The Mayor’s Agent concluded that the proposed project was compatible with the character of the Old Georgetown Historic District as required by the Act. The Mayor’s Agent reasoned that: (1) the height of the project and the height of the buildings within the Old Georgetown Historic District are within the same range (i.e., between 20 to 90 feet in height); (2) the texture, color, and nature of the materials of the proposed project are those that dominate the Old Georgetown Historic District (i.e., red brick with limestone trim and rusticated stone); and (3) the arrangement of the project is typical of Georgetown building groups (i.e., the roofline is broken up, and the elements of three dimensional façades, bays, turrets, elliptical windows, segmented windows, mansard roofs and modulated balconies are positioned to simulate a group of attached Georgetown structures). The Mayor’s Agent also found that the scale of the project (approximately 60% of the “permitted zoning envelope” and projected lot occupancy of 53%), was of a height, bulk and density lower than permitted under the zoning laws and regulations for this area.
The Mayor’s Agent specifically pointed out that although the project was estimated to generate 1,400 jobs and $8,500,000 in tax revenues, “economic benefit to the city is not a factor in a case brought under the new construction provisions” of the Act.
A report prepared by a consultant hired by Applicant to assess the project’s impact on traffic was discussed.

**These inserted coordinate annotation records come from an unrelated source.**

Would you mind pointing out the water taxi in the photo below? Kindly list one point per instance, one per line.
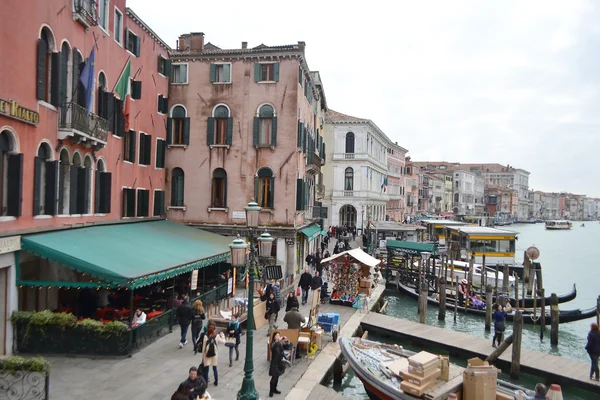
(558, 224)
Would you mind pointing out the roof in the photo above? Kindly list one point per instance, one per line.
(130, 255)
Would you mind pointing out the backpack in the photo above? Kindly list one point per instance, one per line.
(211, 347)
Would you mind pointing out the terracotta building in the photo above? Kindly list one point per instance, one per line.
(246, 123)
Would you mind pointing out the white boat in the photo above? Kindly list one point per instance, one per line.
(558, 224)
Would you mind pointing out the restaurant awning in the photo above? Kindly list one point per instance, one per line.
(130, 255)
(311, 232)
(412, 248)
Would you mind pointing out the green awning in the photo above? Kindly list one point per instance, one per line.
(131, 255)
(311, 232)
(412, 248)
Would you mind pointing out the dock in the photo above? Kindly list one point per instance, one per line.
(555, 369)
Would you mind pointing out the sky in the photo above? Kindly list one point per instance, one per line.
(512, 82)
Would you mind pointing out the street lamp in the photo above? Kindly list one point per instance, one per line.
(238, 259)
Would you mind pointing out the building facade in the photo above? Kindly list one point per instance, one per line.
(246, 124)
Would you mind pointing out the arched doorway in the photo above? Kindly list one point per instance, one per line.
(348, 215)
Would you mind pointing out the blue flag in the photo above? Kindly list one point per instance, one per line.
(87, 79)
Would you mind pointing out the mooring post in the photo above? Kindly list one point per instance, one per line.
(554, 319)
(515, 364)
(488, 307)
(442, 292)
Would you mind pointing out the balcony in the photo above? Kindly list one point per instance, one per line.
(82, 126)
(85, 12)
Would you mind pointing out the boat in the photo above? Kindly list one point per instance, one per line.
(558, 224)
(530, 316)
(373, 363)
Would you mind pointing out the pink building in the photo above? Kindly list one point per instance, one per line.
(246, 124)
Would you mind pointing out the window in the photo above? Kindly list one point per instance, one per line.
(179, 74)
(265, 127)
(145, 149)
(177, 190)
(220, 73)
(11, 177)
(159, 203)
(219, 127)
(219, 189)
(118, 29)
(128, 205)
(349, 142)
(143, 203)
(45, 182)
(161, 147)
(178, 127)
(349, 179)
(264, 188)
(129, 146)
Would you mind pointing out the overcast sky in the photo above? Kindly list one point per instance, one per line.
(513, 82)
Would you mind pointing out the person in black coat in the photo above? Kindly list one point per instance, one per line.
(277, 367)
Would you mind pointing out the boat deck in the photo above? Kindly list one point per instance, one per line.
(556, 369)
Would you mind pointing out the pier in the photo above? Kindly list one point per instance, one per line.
(555, 369)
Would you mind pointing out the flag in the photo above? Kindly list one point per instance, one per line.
(122, 89)
(87, 79)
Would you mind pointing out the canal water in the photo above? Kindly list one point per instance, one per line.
(567, 257)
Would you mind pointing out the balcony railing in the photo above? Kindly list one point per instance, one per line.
(75, 117)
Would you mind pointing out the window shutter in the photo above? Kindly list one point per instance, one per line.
(50, 203)
(136, 90)
(213, 73)
(274, 131)
(210, 131)
(14, 185)
(255, 131)
(186, 130)
(229, 138)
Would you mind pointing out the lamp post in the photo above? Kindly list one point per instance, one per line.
(238, 259)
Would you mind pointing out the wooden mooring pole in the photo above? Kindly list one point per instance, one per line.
(515, 364)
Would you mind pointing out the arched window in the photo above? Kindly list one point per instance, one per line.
(265, 188)
(178, 127)
(349, 142)
(220, 127)
(265, 127)
(177, 190)
(219, 189)
(349, 179)
(11, 176)
(45, 182)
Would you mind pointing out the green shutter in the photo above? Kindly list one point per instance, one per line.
(186, 130)
(213, 73)
(274, 132)
(210, 131)
(255, 132)
(229, 139)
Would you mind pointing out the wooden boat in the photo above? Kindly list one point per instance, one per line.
(374, 364)
(529, 317)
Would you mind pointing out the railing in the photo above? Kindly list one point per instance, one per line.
(74, 116)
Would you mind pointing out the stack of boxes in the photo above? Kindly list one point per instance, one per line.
(423, 371)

The Mayor’s Agent found that such report was sufficient to establish that Applicant gave due consideration to traffic considerations while designing the project, and that the Parties in Opposition “have not shown that traffic congestion will negatively impact the design of the proposed project and make it incompatible with the historic district.”
The Parties in Opposition argued that other land uses were more historically appropriate for the Subject Site. Specifically, the Parties in Opposition recommended the creation of a public park at the Subject Site. The Mayor’s Agent however, rejected this argument, stating that at the turn of the century the uses surrounding the Subject Site included a coal yard, gas works fertilizer plant, manufacturing establishments and retail structures intermixed with two-story row houses. Thus, the Mayor’s Agent determined that the use of the Georgetown Waterfront as a park had no historical precedent and concluded that the proposed project was not incompatible with the Old Georgetown Historic District.